Indeks Dow Jones Industrial Average (DJIA) ditutup ambles 1,4%, S&P 500 ambrol 1,79%, dan Nasdaq Composite ambruk 1,93%.
Investor kembali khawatir karena bank sentral AS (Federal Reserve/The Fed) diprediksi masih akan agresif, meski sebelumnya mereka mengindikasikan bahwa laju kenaikan suku bunga akan diperlambat.
Hal ini karena data aktivitas jasa dan data tenaga kerja di AS masih cukup kuat, sehingga menjadi acuan bahwa The Fed bisa saja kembali agresif.
Survei Supply Management (ISM) menunjukkan PMI sektor jasa melompak ke 56,5 pada November 2022. Nilai tersebut jauh di atas ekspektasi pasar yang hanya memperkirakan 53,3 ataupun 54,4 yang tercatat pada Oktober 2022.

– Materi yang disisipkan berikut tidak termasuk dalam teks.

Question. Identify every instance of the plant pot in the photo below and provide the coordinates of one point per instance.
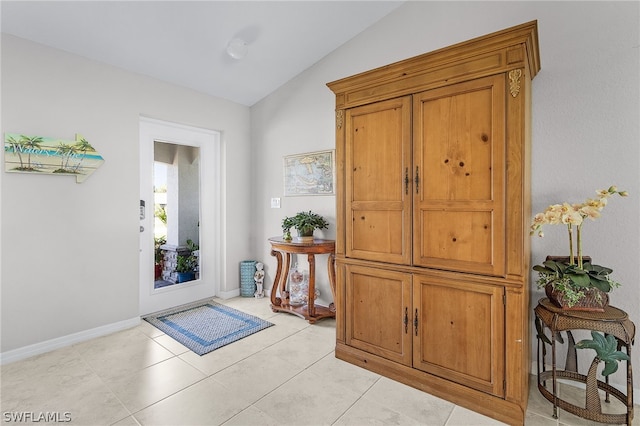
(186, 276)
(305, 237)
(595, 300)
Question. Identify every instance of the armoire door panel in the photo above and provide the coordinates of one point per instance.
(374, 233)
(458, 237)
(378, 301)
(461, 332)
(459, 156)
(378, 203)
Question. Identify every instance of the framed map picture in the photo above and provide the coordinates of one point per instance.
(312, 173)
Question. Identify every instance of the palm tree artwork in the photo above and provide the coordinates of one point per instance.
(46, 155)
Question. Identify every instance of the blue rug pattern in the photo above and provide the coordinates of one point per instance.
(206, 327)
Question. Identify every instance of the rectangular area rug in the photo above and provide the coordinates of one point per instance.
(206, 326)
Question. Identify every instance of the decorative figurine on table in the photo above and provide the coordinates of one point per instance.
(258, 277)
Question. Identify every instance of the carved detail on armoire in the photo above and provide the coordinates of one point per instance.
(339, 118)
(514, 82)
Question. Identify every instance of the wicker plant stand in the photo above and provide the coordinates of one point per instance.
(612, 321)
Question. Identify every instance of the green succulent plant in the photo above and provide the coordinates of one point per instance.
(606, 350)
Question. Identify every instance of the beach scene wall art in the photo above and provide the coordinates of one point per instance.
(50, 156)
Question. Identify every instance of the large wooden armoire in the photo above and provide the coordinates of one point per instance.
(433, 211)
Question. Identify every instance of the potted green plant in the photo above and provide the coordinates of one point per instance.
(159, 255)
(570, 282)
(186, 264)
(305, 223)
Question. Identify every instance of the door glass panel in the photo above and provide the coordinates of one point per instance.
(177, 213)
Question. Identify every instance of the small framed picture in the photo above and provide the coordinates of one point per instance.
(312, 173)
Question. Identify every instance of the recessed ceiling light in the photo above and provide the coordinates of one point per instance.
(237, 48)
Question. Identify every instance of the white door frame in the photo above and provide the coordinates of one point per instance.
(208, 285)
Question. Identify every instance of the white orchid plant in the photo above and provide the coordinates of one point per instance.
(574, 277)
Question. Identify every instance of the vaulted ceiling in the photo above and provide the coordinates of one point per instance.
(184, 42)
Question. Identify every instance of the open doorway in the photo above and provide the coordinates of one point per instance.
(188, 160)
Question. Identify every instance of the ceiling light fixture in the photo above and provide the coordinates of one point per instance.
(237, 48)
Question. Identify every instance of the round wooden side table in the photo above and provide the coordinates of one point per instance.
(612, 321)
(282, 251)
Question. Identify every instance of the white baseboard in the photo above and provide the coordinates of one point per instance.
(229, 294)
(61, 342)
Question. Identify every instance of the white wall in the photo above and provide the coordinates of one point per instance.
(585, 124)
(70, 251)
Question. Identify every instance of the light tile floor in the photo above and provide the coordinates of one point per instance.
(284, 375)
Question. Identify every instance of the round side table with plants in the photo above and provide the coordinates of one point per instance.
(574, 282)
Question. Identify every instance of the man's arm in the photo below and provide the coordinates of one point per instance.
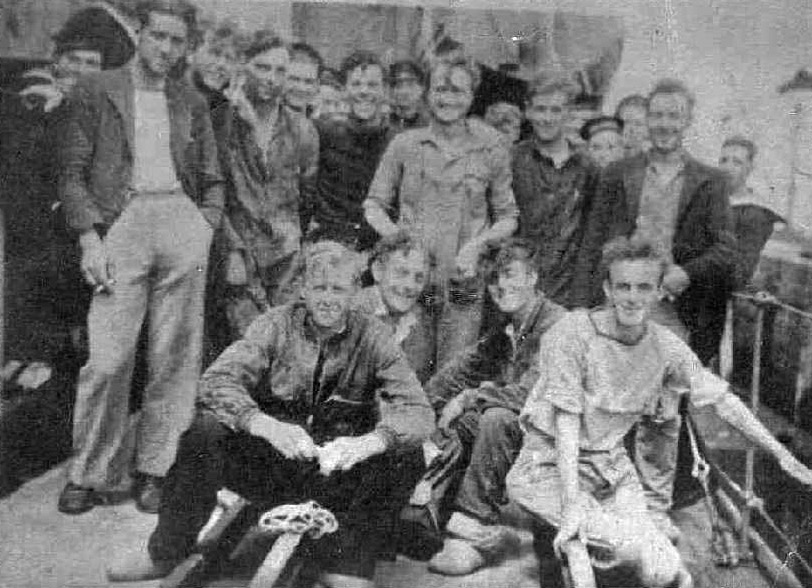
(210, 181)
(383, 191)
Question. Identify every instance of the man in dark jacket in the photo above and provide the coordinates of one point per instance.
(318, 402)
(142, 189)
(478, 396)
(671, 198)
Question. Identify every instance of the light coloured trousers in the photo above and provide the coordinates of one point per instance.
(157, 252)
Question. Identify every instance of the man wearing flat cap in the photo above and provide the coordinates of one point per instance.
(604, 139)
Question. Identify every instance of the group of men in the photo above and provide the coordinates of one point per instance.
(387, 299)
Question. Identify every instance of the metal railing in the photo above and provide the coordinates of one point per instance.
(750, 502)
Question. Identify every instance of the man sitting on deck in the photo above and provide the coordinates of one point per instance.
(600, 372)
(312, 386)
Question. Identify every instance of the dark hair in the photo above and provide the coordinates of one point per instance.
(672, 86)
(301, 51)
(263, 40)
(407, 65)
(631, 249)
(399, 242)
(503, 253)
(184, 10)
(632, 100)
(463, 63)
(362, 59)
(740, 141)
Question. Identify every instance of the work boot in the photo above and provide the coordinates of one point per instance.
(76, 499)
(138, 567)
(148, 493)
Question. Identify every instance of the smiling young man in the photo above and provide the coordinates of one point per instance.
(316, 402)
(554, 184)
(478, 396)
(600, 372)
(450, 183)
(142, 189)
(270, 164)
(349, 154)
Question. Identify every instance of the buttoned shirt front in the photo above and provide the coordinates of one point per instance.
(552, 201)
(659, 202)
(445, 195)
(356, 381)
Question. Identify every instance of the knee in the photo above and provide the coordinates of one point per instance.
(497, 422)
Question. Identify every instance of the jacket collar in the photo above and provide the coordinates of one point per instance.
(693, 176)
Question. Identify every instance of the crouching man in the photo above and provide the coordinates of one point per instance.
(315, 402)
(600, 372)
(479, 395)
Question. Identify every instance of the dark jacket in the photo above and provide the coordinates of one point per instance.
(703, 244)
(97, 152)
(502, 372)
(355, 382)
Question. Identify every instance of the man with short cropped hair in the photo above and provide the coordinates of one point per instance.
(141, 187)
(316, 402)
(349, 154)
(600, 372)
(448, 184)
(554, 185)
(478, 396)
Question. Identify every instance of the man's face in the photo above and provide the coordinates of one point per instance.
(303, 84)
(365, 91)
(267, 75)
(635, 126)
(407, 93)
(215, 62)
(514, 287)
(332, 105)
(669, 117)
(605, 147)
(735, 162)
(327, 293)
(401, 279)
(75, 63)
(632, 289)
(450, 94)
(163, 42)
(548, 113)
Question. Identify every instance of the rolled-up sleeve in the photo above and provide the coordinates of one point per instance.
(405, 417)
(225, 388)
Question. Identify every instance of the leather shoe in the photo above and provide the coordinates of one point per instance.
(148, 494)
(75, 499)
(458, 558)
(138, 567)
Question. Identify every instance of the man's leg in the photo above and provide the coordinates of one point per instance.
(474, 535)
(182, 238)
(101, 413)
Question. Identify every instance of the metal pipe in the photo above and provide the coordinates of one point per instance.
(755, 389)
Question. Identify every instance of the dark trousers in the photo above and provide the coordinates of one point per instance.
(365, 500)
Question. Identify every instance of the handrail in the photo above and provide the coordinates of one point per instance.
(761, 300)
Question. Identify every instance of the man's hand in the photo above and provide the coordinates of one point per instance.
(796, 469)
(676, 280)
(292, 441)
(468, 258)
(95, 265)
(236, 272)
(571, 527)
(344, 453)
(452, 411)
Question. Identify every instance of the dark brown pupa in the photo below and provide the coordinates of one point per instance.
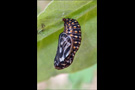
(69, 43)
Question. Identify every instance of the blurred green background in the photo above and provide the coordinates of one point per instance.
(82, 74)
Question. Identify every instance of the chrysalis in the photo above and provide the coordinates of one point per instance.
(68, 44)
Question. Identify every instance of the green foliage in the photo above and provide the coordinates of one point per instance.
(85, 12)
(81, 77)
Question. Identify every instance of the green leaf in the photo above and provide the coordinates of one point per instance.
(85, 12)
(83, 76)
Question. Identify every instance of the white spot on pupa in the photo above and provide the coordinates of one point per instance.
(60, 49)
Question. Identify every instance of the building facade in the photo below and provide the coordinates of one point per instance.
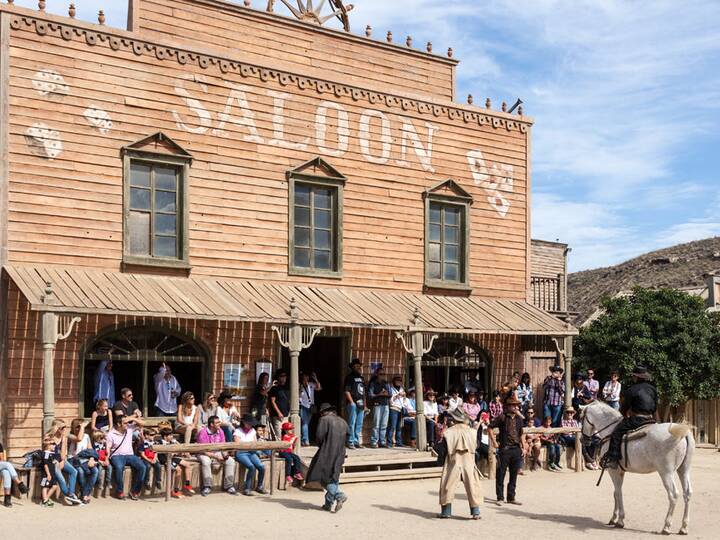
(195, 188)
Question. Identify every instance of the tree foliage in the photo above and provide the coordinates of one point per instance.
(666, 330)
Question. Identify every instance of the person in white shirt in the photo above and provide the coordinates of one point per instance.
(455, 400)
(611, 391)
(394, 429)
(167, 390)
(431, 415)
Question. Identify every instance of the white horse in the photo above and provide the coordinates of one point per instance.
(666, 448)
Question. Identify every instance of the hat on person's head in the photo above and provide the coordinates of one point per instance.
(641, 372)
(459, 416)
(326, 407)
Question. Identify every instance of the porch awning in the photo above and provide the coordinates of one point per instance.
(82, 290)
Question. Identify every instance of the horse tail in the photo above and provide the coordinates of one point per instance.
(679, 431)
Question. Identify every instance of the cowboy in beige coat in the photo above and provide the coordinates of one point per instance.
(461, 442)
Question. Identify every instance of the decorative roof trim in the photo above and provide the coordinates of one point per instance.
(140, 47)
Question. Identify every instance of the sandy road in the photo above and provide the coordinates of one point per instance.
(556, 505)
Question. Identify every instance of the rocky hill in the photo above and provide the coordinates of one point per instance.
(684, 265)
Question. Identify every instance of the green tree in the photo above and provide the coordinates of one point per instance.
(669, 332)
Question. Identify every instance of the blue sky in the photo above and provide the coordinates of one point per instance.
(625, 95)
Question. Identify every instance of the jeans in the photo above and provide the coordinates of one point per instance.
(410, 421)
(293, 464)
(8, 474)
(355, 418)
(305, 417)
(509, 458)
(206, 470)
(554, 412)
(87, 477)
(380, 425)
(251, 462)
(138, 469)
(67, 488)
(394, 432)
(333, 494)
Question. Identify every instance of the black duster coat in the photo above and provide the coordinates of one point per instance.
(327, 463)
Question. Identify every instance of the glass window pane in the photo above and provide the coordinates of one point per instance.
(434, 213)
(302, 216)
(165, 224)
(452, 215)
(165, 246)
(302, 257)
(434, 232)
(139, 232)
(322, 260)
(451, 254)
(139, 174)
(166, 178)
(452, 272)
(323, 198)
(165, 201)
(139, 199)
(322, 239)
(302, 237)
(302, 195)
(323, 219)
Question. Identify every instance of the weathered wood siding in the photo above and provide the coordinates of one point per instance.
(227, 342)
(66, 208)
(257, 36)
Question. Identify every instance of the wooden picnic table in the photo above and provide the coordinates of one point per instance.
(171, 449)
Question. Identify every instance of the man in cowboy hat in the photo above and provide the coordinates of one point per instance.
(327, 463)
(460, 441)
(639, 407)
(512, 448)
(554, 387)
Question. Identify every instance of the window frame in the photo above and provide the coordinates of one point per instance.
(183, 163)
(463, 201)
(336, 183)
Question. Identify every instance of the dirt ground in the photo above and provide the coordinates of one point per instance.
(556, 505)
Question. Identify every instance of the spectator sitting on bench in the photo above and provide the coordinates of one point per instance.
(533, 441)
(178, 465)
(249, 459)
(551, 442)
(293, 470)
(9, 477)
(213, 434)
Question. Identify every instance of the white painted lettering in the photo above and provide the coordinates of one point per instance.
(343, 129)
(385, 137)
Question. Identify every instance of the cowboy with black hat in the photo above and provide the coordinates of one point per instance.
(639, 407)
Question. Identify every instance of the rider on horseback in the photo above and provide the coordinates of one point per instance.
(639, 407)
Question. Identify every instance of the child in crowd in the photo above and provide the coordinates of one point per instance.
(179, 465)
(292, 460)
(48, 483)
(149, 459)
(553, 447)
(105, 468)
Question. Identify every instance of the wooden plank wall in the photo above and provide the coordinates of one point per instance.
(302, 48)
(228, 343)
(68, 209)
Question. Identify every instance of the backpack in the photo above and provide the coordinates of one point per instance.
(32, 459)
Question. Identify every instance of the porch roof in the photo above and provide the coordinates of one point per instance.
(83, 290)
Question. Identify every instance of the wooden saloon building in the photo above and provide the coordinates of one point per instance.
(221, 187)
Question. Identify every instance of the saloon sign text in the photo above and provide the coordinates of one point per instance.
(331, 135)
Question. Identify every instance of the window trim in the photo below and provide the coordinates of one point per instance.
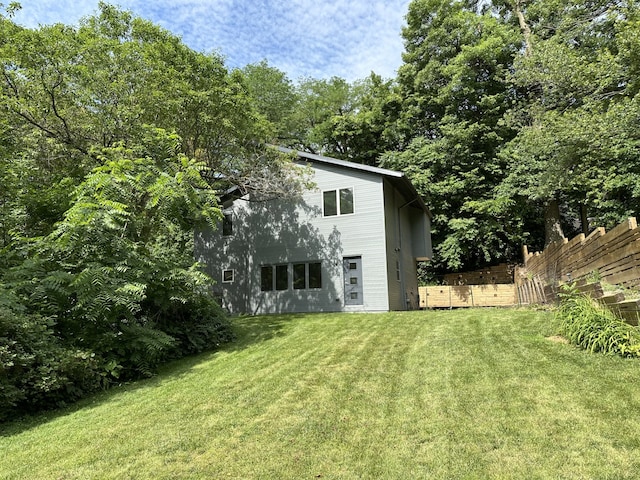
(289, 270)
(233, 275)
(339, 202)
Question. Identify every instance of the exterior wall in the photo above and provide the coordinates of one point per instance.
(282, 232)
(407, 239)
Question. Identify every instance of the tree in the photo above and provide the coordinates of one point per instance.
(455, 89)
(117, 139)
(566, 152)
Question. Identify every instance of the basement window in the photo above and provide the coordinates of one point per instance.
(228, 276)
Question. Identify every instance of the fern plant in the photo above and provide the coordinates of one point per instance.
(595, 328)
(118, 272)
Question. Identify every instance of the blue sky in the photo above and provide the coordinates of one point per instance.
(303, 38)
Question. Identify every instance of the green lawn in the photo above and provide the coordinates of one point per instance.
(433, 394)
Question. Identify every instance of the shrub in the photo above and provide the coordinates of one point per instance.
(595, 328)
(36, 370)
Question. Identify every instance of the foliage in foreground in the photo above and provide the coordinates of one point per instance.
(595, 328)
(464, 394)
(113, 291)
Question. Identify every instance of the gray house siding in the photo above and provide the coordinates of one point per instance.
(404, 221)
(367, 258)
(283, 232)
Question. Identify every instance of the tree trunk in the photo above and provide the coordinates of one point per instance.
(524, 26)
(584, 219)
(552, 227)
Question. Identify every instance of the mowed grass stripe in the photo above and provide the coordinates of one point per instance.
(434, 394)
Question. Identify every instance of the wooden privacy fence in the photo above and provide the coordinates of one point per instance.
(450, 296)
(612, 257)
(502, 273)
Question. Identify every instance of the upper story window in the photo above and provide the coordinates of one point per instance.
(337, 202)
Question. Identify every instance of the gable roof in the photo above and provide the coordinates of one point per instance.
(398, 179)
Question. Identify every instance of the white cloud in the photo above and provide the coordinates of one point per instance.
(303, 38)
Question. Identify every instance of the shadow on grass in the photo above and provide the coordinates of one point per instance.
(248, 331)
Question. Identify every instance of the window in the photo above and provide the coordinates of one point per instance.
(266, 278)
(337, 202)
(282, 277)
(299, 274)
(307, 275)
(315, 275)
(346, 201)
(227, 276)
(227, 225)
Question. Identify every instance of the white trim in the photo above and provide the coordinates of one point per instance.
(233, 275)
(337, 191)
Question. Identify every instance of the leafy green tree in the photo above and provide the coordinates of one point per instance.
(456, 90)
(116, 138)
(574, 147)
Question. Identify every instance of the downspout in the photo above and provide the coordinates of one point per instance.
(403, 285)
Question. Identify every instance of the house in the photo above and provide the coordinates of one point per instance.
(351, 244)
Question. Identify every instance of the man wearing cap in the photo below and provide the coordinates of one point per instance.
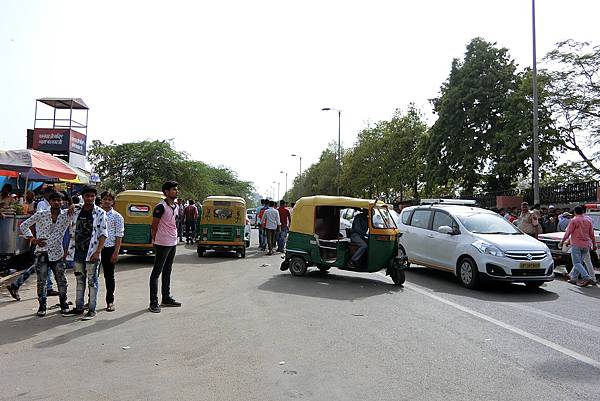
(528, 221)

Sebanyak 13 sektor jasa di AS tumbuh pesat, termasuk sektor konstruksi, kesehatan, dan perdagangan eceran. Tiga sektor terkontraksi yakni informasi, managemen perusahaan dan sektor jasa pendukung.
Lonjakan PMI sektor jasa ini menunjukkan aktivitas ekonomi AS masih kencang sehingga inflasi terancam masih tinggi. Kondisi ini tentu saja tidak diinginkan pelaku pasar karena bisa membuat The Fed mempertahankan kebijakan agresifnya.
"Kenaikan PMI sektor jasa jelas menjadi kabar baik bagi outlook eprtumbuhan ekonomi. Namun, itu bukan kabar baik bagi The Fed yang tengah berusaha menekan permintaan dan memerangi inflasi," tutur ekonom BMO Capital Markets Priscilla Thiagamoorthy, dikutip dari Reuters.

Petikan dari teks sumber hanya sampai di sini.